The soil of the Hungarian forests is diverse: brown forest soils, chernozem, sandy soils, alluvial and stony soils all vary under the tree stands.

Challenges for this land type

A pressing threat to this land type is the appearance of non-native plant and animal species: some of which spread on their own in natural areas, transforming the soil and displacing the native tree species together with most of the wildlife associated with them.

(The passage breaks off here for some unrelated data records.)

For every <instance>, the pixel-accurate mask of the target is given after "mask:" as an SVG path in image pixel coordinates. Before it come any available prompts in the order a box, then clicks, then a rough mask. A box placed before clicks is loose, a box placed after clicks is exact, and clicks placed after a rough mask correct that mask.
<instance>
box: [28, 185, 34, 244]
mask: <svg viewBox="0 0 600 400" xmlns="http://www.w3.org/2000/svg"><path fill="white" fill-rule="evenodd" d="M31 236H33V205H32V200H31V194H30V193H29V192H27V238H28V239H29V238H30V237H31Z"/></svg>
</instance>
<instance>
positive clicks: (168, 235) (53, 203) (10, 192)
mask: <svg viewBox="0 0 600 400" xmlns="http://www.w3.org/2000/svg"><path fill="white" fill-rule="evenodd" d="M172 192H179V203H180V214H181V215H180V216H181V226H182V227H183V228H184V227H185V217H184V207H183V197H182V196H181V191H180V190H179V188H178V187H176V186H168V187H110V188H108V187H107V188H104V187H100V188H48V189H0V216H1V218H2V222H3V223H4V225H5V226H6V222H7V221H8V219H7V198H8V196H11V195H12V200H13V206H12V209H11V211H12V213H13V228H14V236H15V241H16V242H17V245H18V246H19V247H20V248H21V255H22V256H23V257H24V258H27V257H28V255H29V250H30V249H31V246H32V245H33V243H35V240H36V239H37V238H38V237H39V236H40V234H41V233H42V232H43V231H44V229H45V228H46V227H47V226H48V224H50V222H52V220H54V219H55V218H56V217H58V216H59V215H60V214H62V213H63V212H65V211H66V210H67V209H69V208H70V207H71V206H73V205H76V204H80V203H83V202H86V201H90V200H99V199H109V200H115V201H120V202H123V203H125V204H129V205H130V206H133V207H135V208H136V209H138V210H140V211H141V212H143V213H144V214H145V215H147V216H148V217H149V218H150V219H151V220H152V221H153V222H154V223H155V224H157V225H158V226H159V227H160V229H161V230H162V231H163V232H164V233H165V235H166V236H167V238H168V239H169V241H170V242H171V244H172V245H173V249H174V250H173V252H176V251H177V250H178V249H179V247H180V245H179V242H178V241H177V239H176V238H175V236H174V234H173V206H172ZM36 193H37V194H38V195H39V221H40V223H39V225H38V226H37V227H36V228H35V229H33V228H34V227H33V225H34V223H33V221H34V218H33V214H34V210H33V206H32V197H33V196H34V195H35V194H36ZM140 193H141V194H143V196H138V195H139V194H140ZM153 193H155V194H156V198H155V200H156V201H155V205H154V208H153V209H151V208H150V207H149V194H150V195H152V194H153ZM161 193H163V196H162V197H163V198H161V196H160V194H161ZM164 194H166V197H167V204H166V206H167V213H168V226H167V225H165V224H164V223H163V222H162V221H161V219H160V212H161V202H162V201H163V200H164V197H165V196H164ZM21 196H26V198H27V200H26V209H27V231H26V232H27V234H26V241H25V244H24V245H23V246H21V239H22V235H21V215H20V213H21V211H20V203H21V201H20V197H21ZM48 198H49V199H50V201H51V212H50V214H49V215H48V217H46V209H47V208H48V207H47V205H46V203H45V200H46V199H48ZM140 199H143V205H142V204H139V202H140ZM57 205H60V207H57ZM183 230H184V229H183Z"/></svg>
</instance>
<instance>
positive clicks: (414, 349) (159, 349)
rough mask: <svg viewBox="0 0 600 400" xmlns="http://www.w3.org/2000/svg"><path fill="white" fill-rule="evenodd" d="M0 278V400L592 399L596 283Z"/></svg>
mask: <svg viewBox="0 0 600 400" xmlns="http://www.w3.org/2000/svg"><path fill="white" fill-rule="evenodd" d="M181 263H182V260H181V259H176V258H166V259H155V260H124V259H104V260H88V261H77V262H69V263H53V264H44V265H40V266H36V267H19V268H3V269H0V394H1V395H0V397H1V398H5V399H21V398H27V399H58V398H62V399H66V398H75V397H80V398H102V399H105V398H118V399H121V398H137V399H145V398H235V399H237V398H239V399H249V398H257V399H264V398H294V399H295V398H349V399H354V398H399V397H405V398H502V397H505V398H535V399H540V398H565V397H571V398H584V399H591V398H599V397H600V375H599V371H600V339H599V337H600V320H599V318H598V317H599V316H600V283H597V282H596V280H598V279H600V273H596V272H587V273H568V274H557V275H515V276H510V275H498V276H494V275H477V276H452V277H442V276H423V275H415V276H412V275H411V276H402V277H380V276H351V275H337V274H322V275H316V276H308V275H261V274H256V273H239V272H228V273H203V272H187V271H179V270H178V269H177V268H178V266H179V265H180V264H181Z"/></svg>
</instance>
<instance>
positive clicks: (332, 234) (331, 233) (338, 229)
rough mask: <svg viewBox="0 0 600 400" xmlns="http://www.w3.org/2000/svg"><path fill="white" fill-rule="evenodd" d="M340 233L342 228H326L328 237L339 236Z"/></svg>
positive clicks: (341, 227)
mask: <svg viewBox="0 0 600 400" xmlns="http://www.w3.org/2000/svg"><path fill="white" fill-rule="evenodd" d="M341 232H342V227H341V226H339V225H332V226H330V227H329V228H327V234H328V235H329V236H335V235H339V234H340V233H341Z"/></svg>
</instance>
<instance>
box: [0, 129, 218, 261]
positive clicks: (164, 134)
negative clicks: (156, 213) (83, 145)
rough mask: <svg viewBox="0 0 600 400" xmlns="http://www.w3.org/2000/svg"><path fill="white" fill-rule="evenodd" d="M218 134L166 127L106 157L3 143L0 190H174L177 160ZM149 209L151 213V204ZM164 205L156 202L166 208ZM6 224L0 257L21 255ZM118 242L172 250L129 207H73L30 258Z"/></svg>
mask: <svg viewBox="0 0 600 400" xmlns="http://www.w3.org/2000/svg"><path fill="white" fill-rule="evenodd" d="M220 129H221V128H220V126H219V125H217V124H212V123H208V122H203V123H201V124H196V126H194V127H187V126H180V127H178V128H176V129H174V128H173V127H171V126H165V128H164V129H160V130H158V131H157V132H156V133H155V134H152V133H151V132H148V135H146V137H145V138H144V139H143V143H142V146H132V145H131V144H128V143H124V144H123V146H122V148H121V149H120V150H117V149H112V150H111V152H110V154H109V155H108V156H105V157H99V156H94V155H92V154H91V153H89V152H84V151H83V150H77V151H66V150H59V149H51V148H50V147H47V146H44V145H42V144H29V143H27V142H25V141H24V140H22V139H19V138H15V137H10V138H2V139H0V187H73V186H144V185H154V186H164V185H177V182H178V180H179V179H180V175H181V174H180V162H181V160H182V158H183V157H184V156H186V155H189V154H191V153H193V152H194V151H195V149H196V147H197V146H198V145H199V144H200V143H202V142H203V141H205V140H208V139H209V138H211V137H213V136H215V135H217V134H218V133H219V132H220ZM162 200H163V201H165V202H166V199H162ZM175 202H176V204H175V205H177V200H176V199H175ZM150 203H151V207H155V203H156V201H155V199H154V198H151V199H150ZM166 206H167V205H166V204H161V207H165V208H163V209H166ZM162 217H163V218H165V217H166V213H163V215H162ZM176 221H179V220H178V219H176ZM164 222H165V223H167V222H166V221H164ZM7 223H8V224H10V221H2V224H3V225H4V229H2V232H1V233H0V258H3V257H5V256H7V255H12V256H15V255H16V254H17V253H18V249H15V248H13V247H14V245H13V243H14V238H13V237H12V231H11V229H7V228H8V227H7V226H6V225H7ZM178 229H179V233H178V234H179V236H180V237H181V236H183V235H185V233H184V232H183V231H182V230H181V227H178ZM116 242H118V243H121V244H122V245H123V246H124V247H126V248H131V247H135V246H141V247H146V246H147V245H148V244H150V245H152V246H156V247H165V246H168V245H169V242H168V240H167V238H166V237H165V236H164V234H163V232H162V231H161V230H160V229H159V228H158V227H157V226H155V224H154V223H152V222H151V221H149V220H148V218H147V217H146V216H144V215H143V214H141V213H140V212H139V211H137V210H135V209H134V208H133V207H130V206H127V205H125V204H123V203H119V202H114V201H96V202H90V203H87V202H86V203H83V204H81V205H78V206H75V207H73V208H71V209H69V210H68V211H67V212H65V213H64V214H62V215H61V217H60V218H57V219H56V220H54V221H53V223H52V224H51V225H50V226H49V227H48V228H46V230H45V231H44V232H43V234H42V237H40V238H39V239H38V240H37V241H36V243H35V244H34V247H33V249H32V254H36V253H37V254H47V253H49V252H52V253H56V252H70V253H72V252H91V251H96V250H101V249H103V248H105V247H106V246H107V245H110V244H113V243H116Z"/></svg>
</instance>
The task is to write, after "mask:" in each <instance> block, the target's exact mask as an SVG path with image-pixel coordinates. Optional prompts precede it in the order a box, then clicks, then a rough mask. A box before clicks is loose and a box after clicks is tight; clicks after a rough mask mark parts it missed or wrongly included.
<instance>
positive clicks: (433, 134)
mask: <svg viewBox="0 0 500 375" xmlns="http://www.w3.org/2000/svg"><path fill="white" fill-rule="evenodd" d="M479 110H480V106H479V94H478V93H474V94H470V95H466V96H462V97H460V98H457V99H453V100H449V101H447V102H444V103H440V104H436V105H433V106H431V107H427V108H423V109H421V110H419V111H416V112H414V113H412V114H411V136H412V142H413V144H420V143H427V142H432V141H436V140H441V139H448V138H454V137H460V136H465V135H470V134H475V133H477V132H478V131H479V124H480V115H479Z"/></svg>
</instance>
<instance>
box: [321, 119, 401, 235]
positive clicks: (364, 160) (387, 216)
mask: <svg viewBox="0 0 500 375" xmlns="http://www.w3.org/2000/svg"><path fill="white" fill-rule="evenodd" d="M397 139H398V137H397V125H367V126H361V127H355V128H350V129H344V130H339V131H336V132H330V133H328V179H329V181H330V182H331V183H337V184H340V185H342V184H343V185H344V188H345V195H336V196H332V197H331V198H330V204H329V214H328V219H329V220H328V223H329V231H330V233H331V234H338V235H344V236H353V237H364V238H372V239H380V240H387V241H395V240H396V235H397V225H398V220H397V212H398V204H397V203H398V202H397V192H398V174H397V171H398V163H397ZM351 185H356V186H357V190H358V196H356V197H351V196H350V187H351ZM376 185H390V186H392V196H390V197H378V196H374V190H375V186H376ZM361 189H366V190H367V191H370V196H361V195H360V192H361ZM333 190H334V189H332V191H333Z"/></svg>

Just as Climate change is seriously challenging the entire living world, forests are no exception. Over the past centuries, forest management has evolved almost completely and the species composition and age structure of the forest area is decided on the basis of economic considerations. Due to their current condition, forests are sensitive to a number of problems caused by climate change such as frequent storms or abnormally hot days, which can lead to windfalls, fires, insect damage, etc.

Other hazards

In addition to climate change, decreasing groundwater levels due to water management practices such as river regulation and inland water drainage threaten the survival of lowland forests. In most parts of the country, the high density of wild animals also causes issues with the regeneration of forests. Human-caused, and mostly illegal, impacts on forests are also very typical around settlements: buildings, road construction, waste disposal, technical sports that cause erosion, etc.

Who and what is affected?

This situation affects forest owners and managers in the first instance but extends to the whole society through climate and biodiversity change, as well as natural wildlife.

Possible solutions

Possible solutions to the current scenario could be found through:

  • Reforestation with the help of saplings from the seeds of the old forest in a natural way;
  • Traditional forest management based on natural processes adapted to the forest type;
  • Increasing the return to the natural state of forests by transforming its structure and replacing non-native tree stands with native ones.